By MATTHEW BRODSKY, senior editor/Web editor
With the economic slowdown, cutting healthcare costs is even more important for employers. Two innovations offer solutions outside of cost-shifting and dropping coverage for self-funding companies that still would like to provide cheaper but top-notch benefits to their employees.
One option is to get healthcare providers to charge what medical services actually cost. We're talking transparency on the true costs of delivering medical care--not transparency on what providers charge, which some insurers now offer.
"If you work in the industry, they're cloaked in confusion," said Lisa Jamsen, vice president of product development at technology solution provider National Care Network LLC, about delivery costs.
But National Care Network has produced a solution that accesses publicly available data to pull back the shroud. And it's not pretty. Jamsen said that the difference between what providers charge employers and actual costs can range from 200 percent to 700 percent. She's even seen 1200 percent. (And she noted that uninsured Americans are charged even more.)
One Dallas hospital, according to Jamsen's data, charges $72,556 for a knee replacement, yet the true cost is $14,378. At another Dallas facility, the charge for an outpatient chest X-ray is $290, the cost is $47.
The ultimate goal of the National Care Network system is to create a "blue book" for healthcare and work with self-insured employers and third-party administrators to create networks of providers willing to charge based on costs. In fact, said Jamsen, the company is already working with some employers and has had success in getting providers to lower their bills.
How? Leverage comes with this transparency, according to Jamsen.
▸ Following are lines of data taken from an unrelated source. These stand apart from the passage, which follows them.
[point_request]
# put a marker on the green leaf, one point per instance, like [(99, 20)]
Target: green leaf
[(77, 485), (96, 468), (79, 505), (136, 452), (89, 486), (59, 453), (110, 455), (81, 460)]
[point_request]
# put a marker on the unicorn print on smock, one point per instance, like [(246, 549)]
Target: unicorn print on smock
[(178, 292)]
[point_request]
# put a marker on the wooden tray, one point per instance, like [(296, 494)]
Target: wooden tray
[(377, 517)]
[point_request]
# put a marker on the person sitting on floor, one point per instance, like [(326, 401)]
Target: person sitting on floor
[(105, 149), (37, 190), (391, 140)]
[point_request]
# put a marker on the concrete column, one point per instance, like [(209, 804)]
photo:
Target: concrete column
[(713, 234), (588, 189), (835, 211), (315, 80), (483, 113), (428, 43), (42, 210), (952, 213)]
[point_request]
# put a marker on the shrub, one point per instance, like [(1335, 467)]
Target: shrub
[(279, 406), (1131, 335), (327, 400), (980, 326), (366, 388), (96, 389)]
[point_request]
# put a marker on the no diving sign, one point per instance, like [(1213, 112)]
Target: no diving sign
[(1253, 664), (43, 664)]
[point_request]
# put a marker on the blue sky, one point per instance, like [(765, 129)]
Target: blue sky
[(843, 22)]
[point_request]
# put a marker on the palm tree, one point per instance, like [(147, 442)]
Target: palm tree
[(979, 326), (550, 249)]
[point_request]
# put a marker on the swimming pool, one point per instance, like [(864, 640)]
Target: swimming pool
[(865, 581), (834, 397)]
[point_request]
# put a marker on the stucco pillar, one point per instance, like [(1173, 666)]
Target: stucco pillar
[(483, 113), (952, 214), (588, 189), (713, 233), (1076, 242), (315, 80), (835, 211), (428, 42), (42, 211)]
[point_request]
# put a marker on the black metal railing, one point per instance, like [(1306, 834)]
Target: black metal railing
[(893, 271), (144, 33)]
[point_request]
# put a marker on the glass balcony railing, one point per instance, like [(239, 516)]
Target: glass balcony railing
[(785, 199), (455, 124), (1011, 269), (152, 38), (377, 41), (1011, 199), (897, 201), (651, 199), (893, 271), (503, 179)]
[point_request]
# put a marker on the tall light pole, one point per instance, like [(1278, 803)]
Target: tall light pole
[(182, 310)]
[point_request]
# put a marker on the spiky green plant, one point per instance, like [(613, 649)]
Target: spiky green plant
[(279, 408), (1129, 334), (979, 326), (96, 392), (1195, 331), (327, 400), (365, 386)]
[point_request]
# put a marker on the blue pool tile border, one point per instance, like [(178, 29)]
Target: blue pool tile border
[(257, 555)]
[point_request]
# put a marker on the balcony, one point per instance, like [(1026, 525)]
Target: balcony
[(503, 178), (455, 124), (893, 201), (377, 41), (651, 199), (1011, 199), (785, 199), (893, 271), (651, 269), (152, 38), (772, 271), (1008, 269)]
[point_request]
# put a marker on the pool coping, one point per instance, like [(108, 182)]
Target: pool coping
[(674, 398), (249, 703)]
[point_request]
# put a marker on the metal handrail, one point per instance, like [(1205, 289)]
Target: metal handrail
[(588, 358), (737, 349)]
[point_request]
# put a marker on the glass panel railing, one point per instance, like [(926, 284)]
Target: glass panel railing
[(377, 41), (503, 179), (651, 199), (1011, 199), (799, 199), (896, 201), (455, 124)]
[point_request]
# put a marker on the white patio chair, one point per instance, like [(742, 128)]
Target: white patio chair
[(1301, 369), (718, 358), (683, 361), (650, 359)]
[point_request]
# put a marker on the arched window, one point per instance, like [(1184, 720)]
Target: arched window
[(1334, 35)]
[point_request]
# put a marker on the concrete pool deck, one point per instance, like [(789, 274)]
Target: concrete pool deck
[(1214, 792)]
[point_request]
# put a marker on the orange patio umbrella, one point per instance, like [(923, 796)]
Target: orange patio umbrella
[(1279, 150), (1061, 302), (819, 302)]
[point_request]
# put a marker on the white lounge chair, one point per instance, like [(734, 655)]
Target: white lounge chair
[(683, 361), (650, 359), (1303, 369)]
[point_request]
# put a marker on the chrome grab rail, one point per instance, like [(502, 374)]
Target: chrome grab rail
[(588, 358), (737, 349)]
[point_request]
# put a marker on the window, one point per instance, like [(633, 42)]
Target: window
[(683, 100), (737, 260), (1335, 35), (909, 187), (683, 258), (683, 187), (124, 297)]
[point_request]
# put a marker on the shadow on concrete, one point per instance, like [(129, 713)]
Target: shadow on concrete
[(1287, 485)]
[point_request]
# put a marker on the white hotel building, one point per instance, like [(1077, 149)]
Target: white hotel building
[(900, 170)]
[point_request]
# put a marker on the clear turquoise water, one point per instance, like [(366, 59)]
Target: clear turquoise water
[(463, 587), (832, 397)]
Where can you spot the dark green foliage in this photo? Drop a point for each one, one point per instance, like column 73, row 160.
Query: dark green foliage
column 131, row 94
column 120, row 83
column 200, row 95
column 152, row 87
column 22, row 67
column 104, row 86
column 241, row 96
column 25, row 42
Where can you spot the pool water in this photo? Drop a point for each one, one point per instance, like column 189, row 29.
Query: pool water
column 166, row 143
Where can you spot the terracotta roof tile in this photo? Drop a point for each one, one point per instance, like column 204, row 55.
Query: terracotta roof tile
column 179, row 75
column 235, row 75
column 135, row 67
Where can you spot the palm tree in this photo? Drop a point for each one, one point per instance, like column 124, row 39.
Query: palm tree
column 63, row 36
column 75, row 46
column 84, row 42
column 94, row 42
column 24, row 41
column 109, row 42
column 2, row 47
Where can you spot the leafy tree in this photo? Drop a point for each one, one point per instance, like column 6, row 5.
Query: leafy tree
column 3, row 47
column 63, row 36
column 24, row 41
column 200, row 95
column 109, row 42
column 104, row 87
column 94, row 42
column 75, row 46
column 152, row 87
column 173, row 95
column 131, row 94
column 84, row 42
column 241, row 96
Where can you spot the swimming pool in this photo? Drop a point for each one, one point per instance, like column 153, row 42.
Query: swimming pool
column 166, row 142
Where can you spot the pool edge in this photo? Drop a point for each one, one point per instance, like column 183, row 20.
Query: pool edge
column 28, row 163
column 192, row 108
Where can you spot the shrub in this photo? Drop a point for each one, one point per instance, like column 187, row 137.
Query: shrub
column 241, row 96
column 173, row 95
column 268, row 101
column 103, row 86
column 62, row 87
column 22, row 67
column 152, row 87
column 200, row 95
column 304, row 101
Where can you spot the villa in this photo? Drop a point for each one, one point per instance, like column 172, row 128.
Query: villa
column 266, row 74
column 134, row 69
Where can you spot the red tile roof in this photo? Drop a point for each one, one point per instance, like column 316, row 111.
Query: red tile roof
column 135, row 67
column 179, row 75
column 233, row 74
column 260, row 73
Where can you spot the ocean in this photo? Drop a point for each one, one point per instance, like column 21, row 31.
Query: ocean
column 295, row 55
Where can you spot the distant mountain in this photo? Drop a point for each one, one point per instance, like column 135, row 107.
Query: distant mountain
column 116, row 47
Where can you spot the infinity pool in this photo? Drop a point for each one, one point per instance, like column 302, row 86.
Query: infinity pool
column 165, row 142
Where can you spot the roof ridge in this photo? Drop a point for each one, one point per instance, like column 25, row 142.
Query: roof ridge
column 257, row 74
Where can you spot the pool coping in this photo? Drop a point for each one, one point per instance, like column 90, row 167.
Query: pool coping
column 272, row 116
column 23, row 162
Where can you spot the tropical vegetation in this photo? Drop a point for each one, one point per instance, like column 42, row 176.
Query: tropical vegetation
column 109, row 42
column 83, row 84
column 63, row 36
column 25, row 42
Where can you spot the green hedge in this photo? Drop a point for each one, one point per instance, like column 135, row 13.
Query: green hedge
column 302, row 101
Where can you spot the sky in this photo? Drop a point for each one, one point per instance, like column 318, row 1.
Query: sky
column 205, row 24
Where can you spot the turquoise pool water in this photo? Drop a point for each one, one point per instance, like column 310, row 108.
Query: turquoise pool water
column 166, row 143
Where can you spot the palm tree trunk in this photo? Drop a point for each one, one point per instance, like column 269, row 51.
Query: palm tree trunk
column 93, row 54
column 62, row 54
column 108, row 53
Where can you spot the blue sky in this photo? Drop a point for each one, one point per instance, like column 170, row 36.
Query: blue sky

Plus, employers in such a system would not pay cost; they would pay a certain rate above cost that ensures "rational reimbursement," profits for the providers yet ultimate savings for the employers.
Self-insured companies could also apply leverage to healthcare providers by sending workers someplace else for care. That's a large part of the premise behind another innovation--a medical travel program.
William McKelvey, president of AMF Risk Management Solutions, has the sense that the U.S. healthcare system will not improve until foreign competition comes in. AMF is an underwriter of group medical stop-loss insurance but is also in the process of launching a health plan option for employers that features international medical travel.
Even after shipping an employee and a partner as far as Southeast Asia or New Zealand, employers could save versus U.S. healthcare--as much as 25 percent to 75 percent on regular ticket items--and as much as 90 percent on high-dollar procedures such as bypasses, according to Dr. Veerachat Petpisit, deputy marketing director, Bangkok Hospital Medical Center.
"Here's why employers have to look and here's why the product will not go away," said McKelvey about price. "The differences are just too great."
McKelvey added that he doesn't expect U.S. doctors to like what he's doing, though he hasn't gotten any bomb threats yet.
Jamsen, McKelvey and Petpisit spoke at sessions during the 28th annual National Educational Conference of the Self-Insurance Institute of America Inc, which took place in early October in Phoenix.